Выбрать главу

Праздник Преображения по смыслу и значению далеко выходит за пределы одного из праздников, но придает всей жизни смысл и сообщает цель. Цель — обожение. Петр говорит, что: «Дарованы нам великие и драгоценные обетования, дабы вы через них соделались причастниками Божеского естества» (2 Пет. 1:4) Иоанн говорит: «Возлюбленные! Мы теперь дети Божии; но еще не открылось, что будем. Знаем только, что когда откроется, будем подобны Ему, потому что увидим Его, как Он есть» (1 Ин. 3:2) И Петр, и Иоанн были с Ним на святой горе. Был еще и Иаков, брат Иоанна, он тоже сказал бы об этом, если бы не стал ранней жертвой Иродовой злобы.

Итак, увидим Его и будем подобны Ему, от самого созерцания изменяясь и питаясь благодатью, подобно тому, как Ангелы питаются ею ныне.
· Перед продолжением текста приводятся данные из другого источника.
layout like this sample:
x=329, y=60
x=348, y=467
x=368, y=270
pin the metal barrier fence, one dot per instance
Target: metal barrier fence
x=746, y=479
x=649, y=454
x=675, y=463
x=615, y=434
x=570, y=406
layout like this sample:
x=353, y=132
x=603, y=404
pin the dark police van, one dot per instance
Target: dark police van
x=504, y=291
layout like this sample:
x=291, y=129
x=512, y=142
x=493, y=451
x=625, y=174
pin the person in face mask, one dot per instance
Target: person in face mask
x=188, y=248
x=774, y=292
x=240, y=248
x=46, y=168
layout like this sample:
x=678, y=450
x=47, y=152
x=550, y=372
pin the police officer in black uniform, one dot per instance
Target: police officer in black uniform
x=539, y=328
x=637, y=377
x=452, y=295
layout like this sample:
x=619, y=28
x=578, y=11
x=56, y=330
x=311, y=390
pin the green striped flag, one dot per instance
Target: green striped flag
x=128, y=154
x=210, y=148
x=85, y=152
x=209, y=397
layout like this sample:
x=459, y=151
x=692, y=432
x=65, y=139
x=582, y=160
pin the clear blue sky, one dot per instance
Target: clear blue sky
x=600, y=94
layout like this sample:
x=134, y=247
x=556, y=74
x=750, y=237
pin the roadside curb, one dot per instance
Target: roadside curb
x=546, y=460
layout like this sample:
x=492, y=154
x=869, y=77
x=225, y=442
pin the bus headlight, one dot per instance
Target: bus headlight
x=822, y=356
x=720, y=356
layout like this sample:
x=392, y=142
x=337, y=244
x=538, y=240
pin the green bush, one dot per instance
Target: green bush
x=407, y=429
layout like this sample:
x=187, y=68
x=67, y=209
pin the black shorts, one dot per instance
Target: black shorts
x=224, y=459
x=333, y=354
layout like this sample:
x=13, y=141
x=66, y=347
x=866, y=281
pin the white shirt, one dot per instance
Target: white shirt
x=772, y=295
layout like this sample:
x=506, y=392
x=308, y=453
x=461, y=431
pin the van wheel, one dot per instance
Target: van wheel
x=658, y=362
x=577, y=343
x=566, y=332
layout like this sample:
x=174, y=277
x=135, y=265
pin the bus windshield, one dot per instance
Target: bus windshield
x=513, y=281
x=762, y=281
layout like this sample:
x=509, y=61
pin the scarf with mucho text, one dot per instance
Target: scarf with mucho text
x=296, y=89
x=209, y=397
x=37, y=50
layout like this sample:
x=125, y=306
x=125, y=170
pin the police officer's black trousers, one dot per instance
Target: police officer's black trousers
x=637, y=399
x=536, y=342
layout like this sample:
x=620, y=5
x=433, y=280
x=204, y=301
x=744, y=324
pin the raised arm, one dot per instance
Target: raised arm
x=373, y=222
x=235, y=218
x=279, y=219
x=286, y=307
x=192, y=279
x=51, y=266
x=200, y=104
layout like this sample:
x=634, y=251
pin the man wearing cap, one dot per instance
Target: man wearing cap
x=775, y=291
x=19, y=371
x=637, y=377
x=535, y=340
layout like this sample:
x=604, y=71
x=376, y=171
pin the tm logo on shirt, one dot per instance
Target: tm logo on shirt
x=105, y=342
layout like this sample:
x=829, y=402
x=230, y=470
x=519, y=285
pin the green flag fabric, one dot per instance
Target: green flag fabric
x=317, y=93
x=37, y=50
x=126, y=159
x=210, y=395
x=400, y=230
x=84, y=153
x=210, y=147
Свести на нет этот праздник, вместо смыслообразующего значения придать ему характер частный, локальный, казалось бы, невозможно. Однако западная религиозная мысль именно так, не к месту скромно относится и к Преображению и к самой идее обожения. В Литургическом году католиков Преображение едва заметно, учение Григория считается ересью, и та пропасть в мировоззрениях, о корой мы говорили в начале, с течением времени стала почти непроходимой. Запад пошел по пути интеллектуализма. Оппонент Григория — Варлаам — говорил, что созерцание Бога есть мысленное восприятие Божества, но никакое не приобщение к вечному свету и нетварным энергиям. Из этой точки Восток и Запад разошлись разными путями.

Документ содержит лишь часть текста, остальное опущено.